Do-It-Yourself (DIY) is a phenomenon that’s catching people’s fancy across various domains in life. There is a good vibe that people initially get by doing things on their own. It’s like having a feeling of being in total control.
And the investing space hasn’t remained untouched by this DIY bug. Though it’s not new in investing, it has gained popularity in recent times.
DIY investing is when individual investors manage their investments and portfolios without external (professional) advice or guidance.
I am a fee-only SEBI-registered Investment Advisor (RIA) and work with fee-paying clients who require investment / portfolio advice. That is to say that they aren’t DIYs. So if all investors become DIY, then I and other advisors will have problems!
Managing investments not difficult
To be honest, managing investments (or personal finances) isn’t very tough. It isn’t rocket science. Sticking to a few basic time-tested rules, understanding one’s unique situational requirements, being disciplined and having emotional control are the traits required. And everyone can do it. But for one reason or the other, most people end up messing their finances.
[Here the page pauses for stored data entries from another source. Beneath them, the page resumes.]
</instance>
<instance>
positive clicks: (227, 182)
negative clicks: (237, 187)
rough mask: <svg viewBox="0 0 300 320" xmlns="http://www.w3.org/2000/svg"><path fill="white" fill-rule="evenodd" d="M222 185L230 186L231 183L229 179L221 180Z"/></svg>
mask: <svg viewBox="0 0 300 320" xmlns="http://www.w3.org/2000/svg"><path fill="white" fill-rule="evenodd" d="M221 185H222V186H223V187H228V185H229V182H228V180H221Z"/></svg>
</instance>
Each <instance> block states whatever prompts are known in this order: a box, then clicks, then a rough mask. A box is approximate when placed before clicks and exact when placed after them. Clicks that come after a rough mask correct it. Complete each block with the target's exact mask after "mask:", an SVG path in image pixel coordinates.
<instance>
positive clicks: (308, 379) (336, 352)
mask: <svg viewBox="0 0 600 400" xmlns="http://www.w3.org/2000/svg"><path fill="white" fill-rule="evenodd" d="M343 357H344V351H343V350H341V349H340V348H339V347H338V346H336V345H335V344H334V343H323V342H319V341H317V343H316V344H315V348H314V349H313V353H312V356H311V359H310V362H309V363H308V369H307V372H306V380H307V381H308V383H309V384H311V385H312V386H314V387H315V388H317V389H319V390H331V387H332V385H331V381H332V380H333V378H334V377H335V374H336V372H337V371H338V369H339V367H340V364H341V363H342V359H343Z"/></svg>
Think of it like health. Most people know what they need to do to remain fit and healthy. But they still mess things up health-wise. Isn’t it? The same is the case with investments.
Anyone can be a DIY investor. But not everyone will succeed.
These days, many people, armed with tons of easily available information are trying to manage their investments on their own. Lord Google helps them! On the other hand, many turn DIY investors because they are fed up with being at the receiving end of mis-selling by the financial industry.
The learning curve can be steep for DIY investors. But many of them do well. They are suited to taking things in their hands. But many people aren’t. In investments, just having knowledge about investment products is not enough. It can never be. When things get out of hand (as they always will every now and then – like in times of a crisis and extreme volatility), having experience and perspective helps. And that is something that cannot be learned just by reading things.
Let me give you an example of a recent client of mine.
He was a self-confessed DIY investor till very recently. His learning came from online forums, colleagues, books, etc. But over a period of a few years, he kept investing in various products that seemed good. As a result, he had a bloated portfolio with too many products. I am sure these products would have got entry into his portfolio after some deep thought. But after a while, the portfolio became too large and for lack of better words, messy and directionless. Every now and then, he would get a high as his some investments did better than the market.
But in March this year, when markets tanked, he was unable to fathom as to what to do. In a way (and he acknowledged this), his learnings were good enough but did not provide him with the gut to manage things when the ground beneath him shook viciously.
It was then that he felt he needed external intervention. He reached out to me and we built a goal-based financial plan for him.
Taking a holistic approach and investing for goals was also a new revelation for him when it became clear that just beating markets occasionally isn’t enough if he wasn’t investing enough for his goals. If you wish to fund your goals properly, in time and within your chosen timelines, sufficient investments are necessary. He wasn’t investing enough.
Please understand that I am not against DIY investing. I am just saying that many people really do need some professional advice because, at times, they overestimate their abilities of managing investments. This isn’t a problem in good times. But when things turn ugly, they are in trouble.
It may seem that this is in my interest to say all this as I am an investment advisor myself. But this is a fact.
Sadly, most people are after free financial advice, which they end up using as the driving force for their DIY investing. And that can be risky.
I know many of you are doing great in your DIY endeavours. But many others aren’t and things are messy. So acknowledge this. And make timely course correction.
There is a reason why even big HNI investors take financial advice. Isn't it?
And investment advice is not just for the rich.
DIY investing is simple. But not necessarily as easy as it seems. So be true to yourself and figure out which approach is beneficial for you: DIY or taking professional advice.